Economic Analysis of Low Volume Interventions Using Real-World Data: Costs of HIV Self-Testing Distribution and HIV Testing Services in West Africa From the ATLAS Project
Métogara Mohamed Traore, Kéba Badiane, Anthony Vautier, Arlette Simo Fotso, Odé Kanku Kabemba, Nicolas Rouveau, Mathieu Maheu-Giroux, Marie-Claude Boily, Joseph Larmarange, Fern Terris-Prestholt and Marc d’Elbée for the ATLAS Team
Achieving the first 95 of the UNAIDS targets requires the implementation of innovative approaches to knowing one’s HIV status. Among these innovations is the provision of HIV self-testing (HIVST) kits in west Africa by the international partner organization Solthis (IPO).
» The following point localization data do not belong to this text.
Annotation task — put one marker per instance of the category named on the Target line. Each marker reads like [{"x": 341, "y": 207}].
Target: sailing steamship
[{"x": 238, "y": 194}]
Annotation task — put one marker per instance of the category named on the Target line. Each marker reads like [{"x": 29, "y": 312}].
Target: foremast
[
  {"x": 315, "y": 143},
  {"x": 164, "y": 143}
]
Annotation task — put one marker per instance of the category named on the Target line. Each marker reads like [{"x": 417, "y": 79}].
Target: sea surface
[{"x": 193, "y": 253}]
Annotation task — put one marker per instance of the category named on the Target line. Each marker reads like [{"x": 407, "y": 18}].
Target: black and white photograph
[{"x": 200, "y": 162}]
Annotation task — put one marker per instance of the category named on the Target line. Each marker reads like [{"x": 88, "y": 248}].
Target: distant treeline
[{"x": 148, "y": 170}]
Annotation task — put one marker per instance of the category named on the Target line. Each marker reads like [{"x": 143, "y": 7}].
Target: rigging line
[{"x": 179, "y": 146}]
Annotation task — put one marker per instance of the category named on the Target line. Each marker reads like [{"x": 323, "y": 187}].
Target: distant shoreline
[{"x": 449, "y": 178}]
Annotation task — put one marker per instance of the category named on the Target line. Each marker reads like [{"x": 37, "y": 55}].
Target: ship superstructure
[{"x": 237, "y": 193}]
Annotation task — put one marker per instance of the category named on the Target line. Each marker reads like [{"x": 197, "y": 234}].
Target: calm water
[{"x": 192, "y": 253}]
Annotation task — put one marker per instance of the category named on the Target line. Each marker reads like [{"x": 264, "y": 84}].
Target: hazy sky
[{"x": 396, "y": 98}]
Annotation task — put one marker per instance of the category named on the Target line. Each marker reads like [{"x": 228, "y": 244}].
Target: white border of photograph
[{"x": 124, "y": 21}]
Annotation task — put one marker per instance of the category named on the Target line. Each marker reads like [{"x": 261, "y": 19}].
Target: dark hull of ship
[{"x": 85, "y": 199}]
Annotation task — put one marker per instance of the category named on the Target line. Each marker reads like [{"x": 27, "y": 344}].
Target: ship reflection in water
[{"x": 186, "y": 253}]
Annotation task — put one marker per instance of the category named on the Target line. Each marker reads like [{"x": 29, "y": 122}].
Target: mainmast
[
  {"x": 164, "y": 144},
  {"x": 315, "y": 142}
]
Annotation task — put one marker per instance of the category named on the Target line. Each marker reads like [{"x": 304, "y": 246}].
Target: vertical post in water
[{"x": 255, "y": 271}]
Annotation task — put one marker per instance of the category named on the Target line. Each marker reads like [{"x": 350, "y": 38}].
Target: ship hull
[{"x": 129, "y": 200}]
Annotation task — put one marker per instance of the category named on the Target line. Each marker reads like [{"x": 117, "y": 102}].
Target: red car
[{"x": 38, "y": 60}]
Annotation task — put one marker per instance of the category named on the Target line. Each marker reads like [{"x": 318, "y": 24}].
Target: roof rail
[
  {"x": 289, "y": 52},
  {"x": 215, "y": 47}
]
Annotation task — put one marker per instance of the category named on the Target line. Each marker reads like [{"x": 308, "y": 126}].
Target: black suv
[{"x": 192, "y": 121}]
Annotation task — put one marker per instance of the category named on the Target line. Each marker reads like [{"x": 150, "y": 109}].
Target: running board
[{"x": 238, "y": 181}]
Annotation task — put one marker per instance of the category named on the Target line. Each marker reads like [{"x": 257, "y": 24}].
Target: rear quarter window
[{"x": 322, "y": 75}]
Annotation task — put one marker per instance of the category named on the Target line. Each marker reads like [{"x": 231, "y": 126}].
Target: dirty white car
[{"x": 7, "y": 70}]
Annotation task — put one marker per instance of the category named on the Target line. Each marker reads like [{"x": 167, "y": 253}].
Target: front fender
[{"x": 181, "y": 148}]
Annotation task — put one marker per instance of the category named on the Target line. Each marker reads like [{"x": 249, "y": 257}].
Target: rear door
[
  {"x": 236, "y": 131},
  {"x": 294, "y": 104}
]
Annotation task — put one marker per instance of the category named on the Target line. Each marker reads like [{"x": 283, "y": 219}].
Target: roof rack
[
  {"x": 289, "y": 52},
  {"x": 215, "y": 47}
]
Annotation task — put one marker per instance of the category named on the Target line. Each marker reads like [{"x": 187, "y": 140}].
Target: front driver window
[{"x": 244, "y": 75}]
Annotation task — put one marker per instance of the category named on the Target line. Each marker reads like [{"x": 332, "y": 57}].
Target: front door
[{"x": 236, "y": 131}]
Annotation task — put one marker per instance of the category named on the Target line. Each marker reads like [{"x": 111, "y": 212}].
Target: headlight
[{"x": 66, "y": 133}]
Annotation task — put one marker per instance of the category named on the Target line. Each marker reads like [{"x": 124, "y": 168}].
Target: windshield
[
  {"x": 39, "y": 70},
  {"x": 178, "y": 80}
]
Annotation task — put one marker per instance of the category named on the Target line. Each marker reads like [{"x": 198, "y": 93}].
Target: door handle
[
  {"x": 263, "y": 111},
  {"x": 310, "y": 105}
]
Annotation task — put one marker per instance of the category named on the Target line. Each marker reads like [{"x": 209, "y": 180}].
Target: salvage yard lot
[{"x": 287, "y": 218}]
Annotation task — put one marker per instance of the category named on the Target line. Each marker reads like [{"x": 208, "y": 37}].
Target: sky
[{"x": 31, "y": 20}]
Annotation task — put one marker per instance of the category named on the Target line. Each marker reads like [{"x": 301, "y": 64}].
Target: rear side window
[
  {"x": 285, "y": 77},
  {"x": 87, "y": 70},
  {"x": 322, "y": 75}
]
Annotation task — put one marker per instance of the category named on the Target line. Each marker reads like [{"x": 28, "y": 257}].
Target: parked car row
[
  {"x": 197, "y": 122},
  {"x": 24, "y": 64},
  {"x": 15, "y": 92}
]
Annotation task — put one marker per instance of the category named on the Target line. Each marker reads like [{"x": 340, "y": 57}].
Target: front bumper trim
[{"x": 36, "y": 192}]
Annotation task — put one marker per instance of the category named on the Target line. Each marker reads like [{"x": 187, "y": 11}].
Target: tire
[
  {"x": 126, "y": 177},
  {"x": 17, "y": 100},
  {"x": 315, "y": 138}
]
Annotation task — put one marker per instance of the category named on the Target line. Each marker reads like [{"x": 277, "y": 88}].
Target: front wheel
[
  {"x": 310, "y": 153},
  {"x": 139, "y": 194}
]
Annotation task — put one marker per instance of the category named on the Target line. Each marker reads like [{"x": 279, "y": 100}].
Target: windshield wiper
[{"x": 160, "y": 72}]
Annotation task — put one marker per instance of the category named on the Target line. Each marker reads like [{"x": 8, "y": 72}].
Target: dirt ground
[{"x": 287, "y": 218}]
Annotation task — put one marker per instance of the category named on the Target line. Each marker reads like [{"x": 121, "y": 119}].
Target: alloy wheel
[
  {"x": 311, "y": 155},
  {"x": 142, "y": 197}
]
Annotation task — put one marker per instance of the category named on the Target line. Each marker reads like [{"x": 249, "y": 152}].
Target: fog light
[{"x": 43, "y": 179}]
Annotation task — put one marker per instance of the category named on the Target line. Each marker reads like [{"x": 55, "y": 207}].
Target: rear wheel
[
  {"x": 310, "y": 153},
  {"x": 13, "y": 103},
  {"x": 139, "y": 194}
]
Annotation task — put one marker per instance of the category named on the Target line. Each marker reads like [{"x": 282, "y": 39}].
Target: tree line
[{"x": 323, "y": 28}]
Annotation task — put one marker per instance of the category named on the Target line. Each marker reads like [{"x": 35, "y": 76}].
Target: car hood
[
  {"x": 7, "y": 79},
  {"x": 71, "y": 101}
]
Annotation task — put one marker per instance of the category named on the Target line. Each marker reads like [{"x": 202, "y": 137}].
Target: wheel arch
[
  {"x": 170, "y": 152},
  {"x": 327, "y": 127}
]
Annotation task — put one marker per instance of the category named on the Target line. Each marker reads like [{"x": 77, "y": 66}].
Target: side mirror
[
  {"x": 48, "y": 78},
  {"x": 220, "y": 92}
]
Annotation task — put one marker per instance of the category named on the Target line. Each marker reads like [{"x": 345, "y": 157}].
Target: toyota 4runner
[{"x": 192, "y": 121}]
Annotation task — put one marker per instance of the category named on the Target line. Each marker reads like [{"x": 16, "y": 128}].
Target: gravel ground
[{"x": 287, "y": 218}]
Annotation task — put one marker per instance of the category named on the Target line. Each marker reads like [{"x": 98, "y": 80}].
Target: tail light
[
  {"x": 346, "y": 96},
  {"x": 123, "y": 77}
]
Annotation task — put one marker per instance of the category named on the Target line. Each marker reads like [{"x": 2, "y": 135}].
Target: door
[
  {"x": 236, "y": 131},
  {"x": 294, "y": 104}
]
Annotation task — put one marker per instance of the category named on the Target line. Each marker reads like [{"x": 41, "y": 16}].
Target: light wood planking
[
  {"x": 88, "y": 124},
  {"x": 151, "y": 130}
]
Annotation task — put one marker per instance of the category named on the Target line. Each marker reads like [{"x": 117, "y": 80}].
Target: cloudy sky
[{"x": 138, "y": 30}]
In order to provide guidance for the optimal use of financial resources, this study aims to estimate the program and site level costs of dispensing HIVST as well as HIV testing services (HTS)-excluding HIVST-in health facilities in Côte d’Ivoire, Mali and Senegal as part of the ATLAS project. We estimated from the provider’s perspective, HIVST and HTS incremental costs using top-down and bottom-up costing approaches and conducted a time and motion study. We identified costs at the program level for HIVST (including IPO central costs) and at the site level for HIVST and HTS. The economic costs of distributing HIVST kits were assessed in 37 health facilities between July 2019 and March 2021 (21 months). Sensitivity analyses were also performed on unit costs to examine the robustness of our estimates related to key assumptions. In total, 16,001 HIVST kits were dispensed for 32,194 HTS sessions carried out. Program level HIVST average costs ranged $12–286, whereas site level costs ranged $4–26 across distribution channels and countries. Site level HTS costs ranged $7–8 per testing session, and ranged $72–705 per HIV diagnosis. Across countries and channels, HIVST costs were driven by personnel (27–68%) and HIVST kits (32–73%) costs. The drivers of HTS costs were personnel costs ranging between 65 and 71% of total costs across distribution channels and countries, followed by supplies costs between 21 and 30%. While program level HIVST average costs were high, site level HIVST average costs remained comparable to HTS costs in all countries. Health facility-based distribution channels operating at low volume exhibit high proportion of central costs which should be considered carefully for financial planning when run alongside high volumes mobile outreach distribution channels. HIVST can diversify the HIV testing offer at health facilities, thus improving access to screening for target populations not reached by HTS services.